Renewables and weather: weaker solar support helped lift prices locally
Renewable output was mixed but tilted against price softness in parts of the region. Solar generation declined to 3,956 MW (down 162 MW), while wind production stood at 2,061 MW with only marginal growth.
Forecasts also indicated weaker solar and wind generation across parts of SEE and Hungary. Temperatures ranged between about 13°C and 16°C—slightly above seasonal norms—supporting moderate demand levels; however, warming conditions combined with variable renewable output contributed to intraday volatility.

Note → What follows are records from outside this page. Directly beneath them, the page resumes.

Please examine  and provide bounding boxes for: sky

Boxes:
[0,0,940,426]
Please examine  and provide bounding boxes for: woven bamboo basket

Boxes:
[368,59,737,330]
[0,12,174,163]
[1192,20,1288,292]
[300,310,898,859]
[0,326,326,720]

Cross-border flows: congestion risk sustained market segmentation
Interconnection dynamics continued to shape price formation. The SEE region maintained strong import activity from Central Europe into Hungary and neighboring markets supplied by Austria and Slovakia. Elevated spreads alongside congestion risks contributed to market segmentation—particularly in the southern Balkans where liquidity is comparatively limited.
Commercial flow data over the past week showed persistent cross-border exchanges among Bulgaria, Romania, Hungary, Serbia and Greece. The pattern highlighted how interconnectivity remains central both for system stability and for efforts toward price convergence across borders.
Forward markets: fuel costs eased slightly while carbon stayed firm
Despite day-ahead volatility, forward indicators pointed to relative stability. At the Central European Gas Hub (Austrian gas), prices were quoted at 46.12 €/MWh (down by 3.2 €/MWh). EU Emissions Allowances traded at 74.87 €/t (up by 2.3 €/t).
Hungarian power forwards showed moderate movement: Week 17 was priced at 104.50 €/MWh; Week 18 at 92.50 €/MWh; May 2026 at 93.00 €/MWh; and Calendar Year 2026 at 108.50 €/MWh—levels that suggested expectations of gradual normalization supported by improving renewable generation alongside stable fuel costs.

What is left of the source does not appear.